Geno Smith rewrote the West Virginia record books on Saturday with his eight-touchdown performance against Baylor. His video-game-like numbers caused Twitter to blow up with bold statements about an inevitable run to a Heisman Trophy and becoming the eventual No. 1 pick in the 2013 NFL draft.
So is Smith the new favorite to go No. 1 overall?
While Smith has undoubtedly improved his draft stock this season, it's far too early to call him the consensus top prospect.
Here are two reasons why we should reserve judgement on Smith until the Mountaineers enter the heart of the Big 12 schedule.
He hasn't been tested
Baylor was West Virginia's first Big 12 "test," but it wasn't much of a challenge for the Mountaineers offense. In its first three games, Baylor's defense allowed 507 yards against SMU, 549 against Louisiana Monroe and 411 to Sam Houston State.
The toughest defense Geno Smith has faced this season was Maryland—a team that went 2-10 and ranked 75th in passing defense a season ago.

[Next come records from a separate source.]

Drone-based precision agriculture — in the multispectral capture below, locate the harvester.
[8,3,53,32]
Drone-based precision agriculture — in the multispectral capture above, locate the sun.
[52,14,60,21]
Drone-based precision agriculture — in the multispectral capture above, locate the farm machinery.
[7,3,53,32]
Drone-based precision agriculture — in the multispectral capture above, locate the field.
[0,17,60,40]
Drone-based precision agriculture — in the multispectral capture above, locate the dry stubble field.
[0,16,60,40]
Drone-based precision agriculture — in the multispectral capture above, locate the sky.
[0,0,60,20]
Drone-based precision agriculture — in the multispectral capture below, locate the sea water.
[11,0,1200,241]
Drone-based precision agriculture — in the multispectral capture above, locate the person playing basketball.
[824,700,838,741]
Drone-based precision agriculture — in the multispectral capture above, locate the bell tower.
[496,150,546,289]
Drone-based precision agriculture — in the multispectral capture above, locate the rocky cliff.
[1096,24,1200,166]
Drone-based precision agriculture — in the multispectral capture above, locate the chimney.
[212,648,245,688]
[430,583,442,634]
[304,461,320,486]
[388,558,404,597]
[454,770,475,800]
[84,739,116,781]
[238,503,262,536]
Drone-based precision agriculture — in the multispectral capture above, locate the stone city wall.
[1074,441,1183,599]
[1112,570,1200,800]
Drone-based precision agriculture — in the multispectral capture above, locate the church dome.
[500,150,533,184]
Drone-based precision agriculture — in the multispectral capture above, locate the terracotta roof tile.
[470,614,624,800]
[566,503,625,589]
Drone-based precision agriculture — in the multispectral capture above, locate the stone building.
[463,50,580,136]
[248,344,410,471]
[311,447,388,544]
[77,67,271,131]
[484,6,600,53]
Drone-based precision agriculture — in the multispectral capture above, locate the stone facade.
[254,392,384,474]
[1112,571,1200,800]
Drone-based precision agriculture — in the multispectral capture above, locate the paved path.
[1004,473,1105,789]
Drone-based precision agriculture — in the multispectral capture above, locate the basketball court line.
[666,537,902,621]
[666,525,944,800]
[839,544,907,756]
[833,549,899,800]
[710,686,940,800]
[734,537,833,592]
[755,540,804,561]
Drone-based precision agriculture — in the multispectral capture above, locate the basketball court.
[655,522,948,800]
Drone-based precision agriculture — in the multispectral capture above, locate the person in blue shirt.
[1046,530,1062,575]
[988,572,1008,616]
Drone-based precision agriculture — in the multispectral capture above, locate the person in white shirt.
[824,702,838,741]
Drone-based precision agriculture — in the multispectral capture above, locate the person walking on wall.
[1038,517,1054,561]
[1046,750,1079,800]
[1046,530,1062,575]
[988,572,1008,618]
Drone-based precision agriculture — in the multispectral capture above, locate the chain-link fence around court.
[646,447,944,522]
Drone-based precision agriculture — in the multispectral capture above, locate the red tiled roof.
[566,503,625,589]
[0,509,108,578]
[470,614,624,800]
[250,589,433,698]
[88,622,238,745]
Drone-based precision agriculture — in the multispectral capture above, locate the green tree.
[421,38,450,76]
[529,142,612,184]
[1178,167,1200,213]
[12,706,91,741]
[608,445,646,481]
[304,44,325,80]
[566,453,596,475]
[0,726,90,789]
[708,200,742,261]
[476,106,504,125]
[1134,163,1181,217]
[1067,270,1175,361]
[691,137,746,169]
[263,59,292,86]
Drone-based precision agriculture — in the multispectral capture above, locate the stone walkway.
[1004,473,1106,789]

The lack of defense doesn't take anything away from Smith's display of downfield accuracy—an area in which he displayed elite talent against Baylor. However, it does mean we haven't seen how Smith will hold up against pressure.
Smith has essentially been playing flag football through the first month of the season. It has allowed him to show off his arm, but not his decision-making ability under pressure.
Can he do the little things necessary to win?
Being an elite quarterback requires much more than a strong, accurate arm.
In terms of physical talent, Smith has the tools of a first-round pick. But he has yet to show a mastery of the little things that separate the cream of the crop at the next level.
Smith's most obvious flaw is his tendency to stare down his receiver. He frequently locks on to his primary target—usually Stedman Bailey or Tavon Austin—and simply waits until they break free from coverage.
Because of the defenses West Virginia has faced, Smith has gotten away with telegraphing his throws. Against Baylor, there were times when Smith had over five seconds to stand in the pocket and wait for his man to get open. But he won't be afforded that luxury against the likes of Texas and Oklahoma—or any NFL defense.
As the season progresses, it will be important for Smith to show improvement in this area if he hopes to leapfrog Matt Barkley on draft boards. These gaudy September stats will quickly be forgotten if he's picked apart by the better defenses on the Mountaineers schedule.